University of California, San Diego
Mathematician; Educator
Area
Mathematical and Physical Sciences
Specialty
Mathematics, Applied Mathematics, and Statistics
Elected
2009

 

Ruth J. Williams is Distinguished Professor of Mathematics and holds the Charles Lee Powell Professor in Mathematics I at the University of California, San Diego. She is a member of the National Academy of Sciences and a Corresponding Member of the Australian Academy of Science. Her research is focused on probability, stochastic processes and their applications. She is especially well known for her work on theory and applications associated with stochastic networks, which arise in semiconductor manufacturing, telecommunications, computer systems, Internet congestion control and systems biology.
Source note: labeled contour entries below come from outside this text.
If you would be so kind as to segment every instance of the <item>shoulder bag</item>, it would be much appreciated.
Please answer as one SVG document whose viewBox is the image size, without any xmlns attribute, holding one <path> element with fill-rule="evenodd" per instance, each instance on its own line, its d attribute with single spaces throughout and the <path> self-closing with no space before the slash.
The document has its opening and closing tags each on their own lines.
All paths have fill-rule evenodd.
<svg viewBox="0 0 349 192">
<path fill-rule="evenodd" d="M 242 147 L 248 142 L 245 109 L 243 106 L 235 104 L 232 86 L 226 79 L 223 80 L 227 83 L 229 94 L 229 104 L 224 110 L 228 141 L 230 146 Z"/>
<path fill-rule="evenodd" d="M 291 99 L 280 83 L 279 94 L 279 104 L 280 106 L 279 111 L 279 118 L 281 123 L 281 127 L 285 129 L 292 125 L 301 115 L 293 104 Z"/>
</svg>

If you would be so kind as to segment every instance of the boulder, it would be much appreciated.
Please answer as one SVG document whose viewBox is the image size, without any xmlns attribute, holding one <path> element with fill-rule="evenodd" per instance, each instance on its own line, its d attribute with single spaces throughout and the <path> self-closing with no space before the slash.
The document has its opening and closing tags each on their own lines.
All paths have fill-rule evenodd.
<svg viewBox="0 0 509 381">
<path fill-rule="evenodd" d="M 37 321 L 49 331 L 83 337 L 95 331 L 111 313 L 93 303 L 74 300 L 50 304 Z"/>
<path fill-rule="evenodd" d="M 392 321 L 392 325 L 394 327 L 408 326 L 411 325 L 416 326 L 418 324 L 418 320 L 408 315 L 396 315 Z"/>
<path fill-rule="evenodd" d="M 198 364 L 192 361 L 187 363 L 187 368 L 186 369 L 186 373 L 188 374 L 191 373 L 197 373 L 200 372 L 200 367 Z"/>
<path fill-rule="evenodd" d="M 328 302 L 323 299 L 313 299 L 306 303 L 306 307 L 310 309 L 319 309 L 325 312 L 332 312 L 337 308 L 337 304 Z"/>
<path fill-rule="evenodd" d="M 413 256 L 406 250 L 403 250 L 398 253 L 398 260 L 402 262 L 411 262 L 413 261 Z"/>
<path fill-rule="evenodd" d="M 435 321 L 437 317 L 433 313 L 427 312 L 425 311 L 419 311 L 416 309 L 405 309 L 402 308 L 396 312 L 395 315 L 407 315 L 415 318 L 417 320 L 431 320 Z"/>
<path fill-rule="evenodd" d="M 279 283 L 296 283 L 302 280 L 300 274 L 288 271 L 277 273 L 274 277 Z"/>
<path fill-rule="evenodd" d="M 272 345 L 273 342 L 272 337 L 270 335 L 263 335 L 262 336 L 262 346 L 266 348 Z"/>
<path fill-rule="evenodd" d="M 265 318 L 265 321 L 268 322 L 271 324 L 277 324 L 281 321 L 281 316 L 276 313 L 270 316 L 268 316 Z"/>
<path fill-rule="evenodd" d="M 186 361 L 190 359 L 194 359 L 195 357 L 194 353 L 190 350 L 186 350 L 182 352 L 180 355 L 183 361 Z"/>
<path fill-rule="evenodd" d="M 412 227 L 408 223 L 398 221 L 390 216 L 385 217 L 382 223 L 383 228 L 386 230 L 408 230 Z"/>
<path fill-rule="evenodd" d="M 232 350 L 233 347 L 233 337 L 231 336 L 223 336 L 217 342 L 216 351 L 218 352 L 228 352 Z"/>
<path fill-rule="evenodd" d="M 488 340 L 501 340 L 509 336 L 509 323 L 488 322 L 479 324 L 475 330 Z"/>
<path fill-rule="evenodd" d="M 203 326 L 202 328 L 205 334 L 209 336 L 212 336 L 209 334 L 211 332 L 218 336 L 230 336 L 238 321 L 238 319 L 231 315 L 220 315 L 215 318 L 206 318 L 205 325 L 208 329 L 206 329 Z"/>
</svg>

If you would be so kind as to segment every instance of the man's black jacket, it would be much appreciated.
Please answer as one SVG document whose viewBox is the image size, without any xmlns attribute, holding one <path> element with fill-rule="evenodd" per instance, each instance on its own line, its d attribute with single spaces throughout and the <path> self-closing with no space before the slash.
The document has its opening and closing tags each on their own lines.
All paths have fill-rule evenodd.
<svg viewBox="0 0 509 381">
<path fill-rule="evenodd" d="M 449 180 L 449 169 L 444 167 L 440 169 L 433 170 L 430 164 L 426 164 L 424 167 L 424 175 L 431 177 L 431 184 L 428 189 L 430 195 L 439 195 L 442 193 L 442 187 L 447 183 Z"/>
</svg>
She developed a systematic approach to proving diffusion approximations for multiclass queueing networks and pioneered analyses of processor sharing queues and flow level models of Internet congestion control. Williams is a Fellow of the American Association for the Advancement of Science, the American Mathematical Society, the Institute of Mathematical Statistics, the Society for Industrial and Applied Mathematics and the Institute for Operations Research and the Management Sciences.  She has been a U.S. National Science Foundation Presidential Young Investigator, an Alfred P. Sloan Fellow, and a Guggenheim Fellow. Among her awards, Williams is a winner of the John von Neumann Theory Prize (2016). She was President of the Institute of Mathematical Statistics in 2011-12, a major professional society for those doing research in probability and statistics.